Sunday, June 13, 2004

Egad, I got sunburned doing a 20 mile ride today. Who'da thunk? Since I was going so short, I didn't bother with sunscreen or rolling up my sleeves to avoid a farmers tan. But red as rain are my arms, stopping halfway up my cyclists biceps (read: none). But seeing as it was reasonably warm today and it was an urban ride with no shade, and seeing as I got a flat and patched it in the bright sunlight, I shouldn't be too surprised. Maybe I'll go out again tomorrow to try to right this wrong.

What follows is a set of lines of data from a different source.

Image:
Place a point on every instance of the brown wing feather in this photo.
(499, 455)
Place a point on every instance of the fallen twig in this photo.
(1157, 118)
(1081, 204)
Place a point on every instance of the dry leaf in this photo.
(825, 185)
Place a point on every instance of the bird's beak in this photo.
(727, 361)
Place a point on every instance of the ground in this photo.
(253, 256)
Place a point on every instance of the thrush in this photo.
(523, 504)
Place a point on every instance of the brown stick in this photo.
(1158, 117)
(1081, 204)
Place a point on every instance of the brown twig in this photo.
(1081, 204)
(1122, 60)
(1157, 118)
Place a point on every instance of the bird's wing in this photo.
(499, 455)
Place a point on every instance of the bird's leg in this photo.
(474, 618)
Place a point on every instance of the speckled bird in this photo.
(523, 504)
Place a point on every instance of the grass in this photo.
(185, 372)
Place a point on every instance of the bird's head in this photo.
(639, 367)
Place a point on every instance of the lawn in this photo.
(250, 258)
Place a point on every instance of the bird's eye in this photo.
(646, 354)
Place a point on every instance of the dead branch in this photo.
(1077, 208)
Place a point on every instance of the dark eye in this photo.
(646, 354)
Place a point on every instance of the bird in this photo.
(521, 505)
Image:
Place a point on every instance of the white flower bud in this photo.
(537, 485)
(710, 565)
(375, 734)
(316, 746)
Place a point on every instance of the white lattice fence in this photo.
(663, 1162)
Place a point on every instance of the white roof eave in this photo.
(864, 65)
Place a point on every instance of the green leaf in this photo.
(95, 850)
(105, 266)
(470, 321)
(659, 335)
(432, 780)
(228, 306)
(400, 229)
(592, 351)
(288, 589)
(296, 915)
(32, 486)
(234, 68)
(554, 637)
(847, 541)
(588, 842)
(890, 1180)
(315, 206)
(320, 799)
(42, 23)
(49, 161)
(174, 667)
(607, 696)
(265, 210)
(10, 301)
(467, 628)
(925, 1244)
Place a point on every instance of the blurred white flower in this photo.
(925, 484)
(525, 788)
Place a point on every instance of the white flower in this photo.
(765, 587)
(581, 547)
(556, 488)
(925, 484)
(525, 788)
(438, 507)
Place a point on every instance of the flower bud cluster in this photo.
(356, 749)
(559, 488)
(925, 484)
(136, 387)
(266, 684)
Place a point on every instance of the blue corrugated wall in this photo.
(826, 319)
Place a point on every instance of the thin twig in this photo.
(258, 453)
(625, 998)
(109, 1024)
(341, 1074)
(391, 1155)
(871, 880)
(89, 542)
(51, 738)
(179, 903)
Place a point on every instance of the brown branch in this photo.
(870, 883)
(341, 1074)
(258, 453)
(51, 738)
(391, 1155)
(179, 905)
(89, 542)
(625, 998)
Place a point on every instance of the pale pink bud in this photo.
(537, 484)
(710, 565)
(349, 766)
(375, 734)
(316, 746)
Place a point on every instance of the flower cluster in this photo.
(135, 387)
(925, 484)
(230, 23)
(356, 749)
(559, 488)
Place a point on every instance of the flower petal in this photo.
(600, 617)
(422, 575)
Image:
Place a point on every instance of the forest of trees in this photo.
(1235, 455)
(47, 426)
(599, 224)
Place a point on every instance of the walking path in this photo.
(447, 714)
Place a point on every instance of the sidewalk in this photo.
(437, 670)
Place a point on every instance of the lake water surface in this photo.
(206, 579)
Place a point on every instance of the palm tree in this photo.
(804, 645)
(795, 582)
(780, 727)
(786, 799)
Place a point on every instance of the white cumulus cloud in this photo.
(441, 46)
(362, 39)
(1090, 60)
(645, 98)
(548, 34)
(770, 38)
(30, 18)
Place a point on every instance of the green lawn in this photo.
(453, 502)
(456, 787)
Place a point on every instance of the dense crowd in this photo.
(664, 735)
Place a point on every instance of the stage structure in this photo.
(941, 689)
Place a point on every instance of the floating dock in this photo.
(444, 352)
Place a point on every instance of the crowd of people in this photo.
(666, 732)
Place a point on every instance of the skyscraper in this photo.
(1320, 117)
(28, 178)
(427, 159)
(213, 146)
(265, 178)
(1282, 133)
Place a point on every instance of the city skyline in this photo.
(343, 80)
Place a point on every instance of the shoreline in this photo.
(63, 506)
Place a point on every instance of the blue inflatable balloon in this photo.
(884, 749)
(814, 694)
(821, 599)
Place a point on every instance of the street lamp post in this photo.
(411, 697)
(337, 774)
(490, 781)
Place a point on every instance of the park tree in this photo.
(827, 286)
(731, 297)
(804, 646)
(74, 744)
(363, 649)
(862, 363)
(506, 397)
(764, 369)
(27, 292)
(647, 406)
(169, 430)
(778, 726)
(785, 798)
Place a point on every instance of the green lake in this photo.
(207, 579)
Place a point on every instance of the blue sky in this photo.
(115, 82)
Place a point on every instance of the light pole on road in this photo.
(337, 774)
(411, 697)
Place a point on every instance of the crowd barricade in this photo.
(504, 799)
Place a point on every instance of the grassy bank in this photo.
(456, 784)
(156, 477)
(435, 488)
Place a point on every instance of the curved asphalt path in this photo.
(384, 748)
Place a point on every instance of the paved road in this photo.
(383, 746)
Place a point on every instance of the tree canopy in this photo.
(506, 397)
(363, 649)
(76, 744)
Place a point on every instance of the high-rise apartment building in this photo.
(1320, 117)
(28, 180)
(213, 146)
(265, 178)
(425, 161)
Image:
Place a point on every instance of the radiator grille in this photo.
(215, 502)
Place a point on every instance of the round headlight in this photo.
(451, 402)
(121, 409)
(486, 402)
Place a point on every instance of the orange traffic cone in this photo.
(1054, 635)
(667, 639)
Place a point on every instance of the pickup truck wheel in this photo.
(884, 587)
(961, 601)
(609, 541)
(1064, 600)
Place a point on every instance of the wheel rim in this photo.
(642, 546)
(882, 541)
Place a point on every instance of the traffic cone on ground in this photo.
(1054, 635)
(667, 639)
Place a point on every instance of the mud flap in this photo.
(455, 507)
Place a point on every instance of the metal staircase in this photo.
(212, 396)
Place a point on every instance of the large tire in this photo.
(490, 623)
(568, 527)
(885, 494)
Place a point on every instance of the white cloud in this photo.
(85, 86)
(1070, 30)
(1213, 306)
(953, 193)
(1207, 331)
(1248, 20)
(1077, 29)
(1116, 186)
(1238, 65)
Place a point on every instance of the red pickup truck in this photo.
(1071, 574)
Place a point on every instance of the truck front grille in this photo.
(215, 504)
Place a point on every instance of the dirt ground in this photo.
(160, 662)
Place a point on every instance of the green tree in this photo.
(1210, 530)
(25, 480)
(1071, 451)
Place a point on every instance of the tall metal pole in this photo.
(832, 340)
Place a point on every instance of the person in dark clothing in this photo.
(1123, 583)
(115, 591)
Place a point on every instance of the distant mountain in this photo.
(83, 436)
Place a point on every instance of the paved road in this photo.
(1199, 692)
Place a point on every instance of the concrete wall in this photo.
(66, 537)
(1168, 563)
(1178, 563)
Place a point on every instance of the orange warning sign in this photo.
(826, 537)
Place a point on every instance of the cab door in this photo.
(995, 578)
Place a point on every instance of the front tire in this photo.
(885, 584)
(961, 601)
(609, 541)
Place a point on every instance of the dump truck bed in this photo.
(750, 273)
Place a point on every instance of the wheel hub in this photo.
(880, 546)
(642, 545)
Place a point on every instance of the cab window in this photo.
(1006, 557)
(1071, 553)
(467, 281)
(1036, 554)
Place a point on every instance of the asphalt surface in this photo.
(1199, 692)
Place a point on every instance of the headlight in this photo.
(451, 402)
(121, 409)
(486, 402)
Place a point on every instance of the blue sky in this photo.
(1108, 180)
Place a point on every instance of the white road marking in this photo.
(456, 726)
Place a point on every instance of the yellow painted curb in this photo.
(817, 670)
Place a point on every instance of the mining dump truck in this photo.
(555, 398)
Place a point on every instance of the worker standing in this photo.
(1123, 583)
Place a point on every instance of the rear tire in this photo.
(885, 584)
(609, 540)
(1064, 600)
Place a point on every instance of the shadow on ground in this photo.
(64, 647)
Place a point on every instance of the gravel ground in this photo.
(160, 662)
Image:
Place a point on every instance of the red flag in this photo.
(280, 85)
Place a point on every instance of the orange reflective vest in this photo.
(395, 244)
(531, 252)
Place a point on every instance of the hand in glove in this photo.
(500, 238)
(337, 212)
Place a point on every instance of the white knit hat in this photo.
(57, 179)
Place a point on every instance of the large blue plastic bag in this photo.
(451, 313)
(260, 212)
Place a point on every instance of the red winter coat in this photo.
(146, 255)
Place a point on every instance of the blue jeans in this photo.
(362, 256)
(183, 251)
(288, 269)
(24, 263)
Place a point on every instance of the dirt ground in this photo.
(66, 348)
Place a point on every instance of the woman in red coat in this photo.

Field of Dreams was on network TV last night and I watched it. It is so embarassing to count it as one of my favorite films of all time. It's not a sophisticated film. It's a shameless tear-jerker, albeit not a conventional one. Theoretically, the film shouldn't "work". The lines, the progression, the ideas - write them down on paper and they don't work, they're hokey, they're campy, they're pedestrian, they're "what the hell, who's gonna buy this?". But it's bold, it doesn't care, the film was made and the delivery is nothing short of sophisticated. Something worked.

I remember when it came out. I was spending the Summer of 1989 alone and isolated in a house in Oberlin, Ohio, writing and recording doomy songs on 4-track. I saw it at the Apollo theater in "downtown" Oberlin one night, and afterwards, all I could do was get on my bike and ride and ride, ride out of town on the flat, straight roads that were sporadically lit. When I stopped at the reservoir, I just felt like melting into the starry Summer sky, just letting my being go, vast nothingness glow. So hokey.

I always thought it was the connection and belief that got me. Keying into something inexplicable, but believing so hard that nothing is unbelievable; a feeling so pure that there's not even a consideration of cynicism. And, oh, the moments, the one-liners that resonate and if executed short of perfect wouldn't have worked. "Hi, I'm Archie Graham", "Daddy, there's a man on the lawn", "I had the same dream", "Sorry", and that whole end sequence. Wow. No other film has ever had me feel like I was being thoroughly brain-washed to believe this thing that was beyond all credibility. I mean, why not believe that these things can happen? Why not believe in magic?